Statistical Analysis for Clinical Data and CVD Outcomes
The clinical characteristics between the groups (DM_CVD vs. NGT_non-CVD and DM_CVD vs. DM_non-CVD in both discovery and validation groups) were compared using the t test for continuous variables (the normality of data was checked using the Shapiro-Wilk test) and the χ2 test for categorical variables. Spearman correlation analysis was used to test correlations among different metabolites determined by untargeted measurements. The area under receiver operating characteristic curve with 95% CIs for CVD in relation to each metabolite was also computed using multivariate logistic regressions. The variance inflation factor test was used to diagnose multicollinearity among variables (11).
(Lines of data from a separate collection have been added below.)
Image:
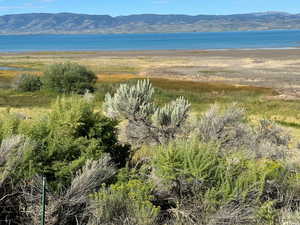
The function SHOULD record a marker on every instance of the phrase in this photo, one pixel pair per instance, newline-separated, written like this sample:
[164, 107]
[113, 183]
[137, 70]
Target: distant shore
[278, 53]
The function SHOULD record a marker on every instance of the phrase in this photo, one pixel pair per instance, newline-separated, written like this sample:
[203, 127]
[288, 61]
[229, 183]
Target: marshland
[151, 137]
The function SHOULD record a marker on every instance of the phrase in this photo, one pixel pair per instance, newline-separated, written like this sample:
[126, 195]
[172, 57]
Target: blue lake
[179, 41]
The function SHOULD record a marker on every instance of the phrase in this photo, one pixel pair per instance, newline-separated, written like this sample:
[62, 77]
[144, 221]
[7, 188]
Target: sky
[127, 7]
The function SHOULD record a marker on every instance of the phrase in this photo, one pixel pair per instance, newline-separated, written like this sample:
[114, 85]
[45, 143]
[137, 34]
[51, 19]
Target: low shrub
[71, 133]
[68, 78]
[27, 82]
[124, 203]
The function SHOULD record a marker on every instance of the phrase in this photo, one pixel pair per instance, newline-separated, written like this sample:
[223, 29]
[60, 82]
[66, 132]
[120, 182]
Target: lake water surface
[179, 41]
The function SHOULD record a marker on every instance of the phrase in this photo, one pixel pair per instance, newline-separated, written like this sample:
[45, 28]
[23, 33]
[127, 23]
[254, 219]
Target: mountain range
[70, 23]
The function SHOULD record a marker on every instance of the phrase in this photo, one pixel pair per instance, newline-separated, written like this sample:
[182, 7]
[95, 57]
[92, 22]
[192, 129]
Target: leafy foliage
[124, 203]
[147, 123]
[27, 82]
[68, 78]
[69, 206]
[68, 136]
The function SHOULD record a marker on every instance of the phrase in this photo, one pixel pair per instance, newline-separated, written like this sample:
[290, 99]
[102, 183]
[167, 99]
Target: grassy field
[203, 79]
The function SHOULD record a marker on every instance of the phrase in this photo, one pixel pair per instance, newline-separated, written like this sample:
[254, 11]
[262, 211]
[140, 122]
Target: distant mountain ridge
[71, 23]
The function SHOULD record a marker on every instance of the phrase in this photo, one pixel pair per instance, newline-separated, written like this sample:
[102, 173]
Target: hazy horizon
[129, 7]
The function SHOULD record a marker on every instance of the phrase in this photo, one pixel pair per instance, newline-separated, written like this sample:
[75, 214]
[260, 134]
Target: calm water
[207, 40]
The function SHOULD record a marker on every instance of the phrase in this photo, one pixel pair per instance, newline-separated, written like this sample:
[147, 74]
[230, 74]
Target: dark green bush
[27, 82]
[68, 136]
[130, 202]
[68, 78]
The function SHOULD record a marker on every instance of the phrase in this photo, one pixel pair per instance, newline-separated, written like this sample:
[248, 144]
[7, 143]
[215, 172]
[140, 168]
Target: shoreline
[281, 53]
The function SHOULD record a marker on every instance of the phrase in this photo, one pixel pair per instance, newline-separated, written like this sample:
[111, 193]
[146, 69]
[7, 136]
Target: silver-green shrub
[147, 122]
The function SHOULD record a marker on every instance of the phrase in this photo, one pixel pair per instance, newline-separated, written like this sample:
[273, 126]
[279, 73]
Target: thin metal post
[43, 198]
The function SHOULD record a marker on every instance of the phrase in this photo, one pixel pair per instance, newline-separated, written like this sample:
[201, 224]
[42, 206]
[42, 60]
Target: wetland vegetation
[162, 148]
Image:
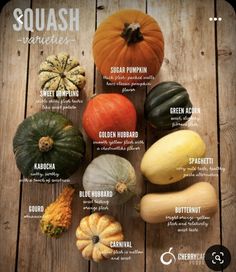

In an exploratory analysis, after eliminating variables with severe multicollinearity, stepwise logistic regression controlling the influence of some traditional CVD risk factors (including age, sex, smoking, BMI, blood pressure, fasting plasma glucose [FPG], and total cholesterol [TC]) was used to find the metabolites most closely associated with CVD events. Furthermore, directed acyclic graphs (DAGs) (12,13) for estimating effects of PSM and sphingomyelin (SM) on the risk of CVD was developed for independent variable selection. The association between the quantitative PSM concentration and CVD risk was further tested in the discovery group as well as in the validation group.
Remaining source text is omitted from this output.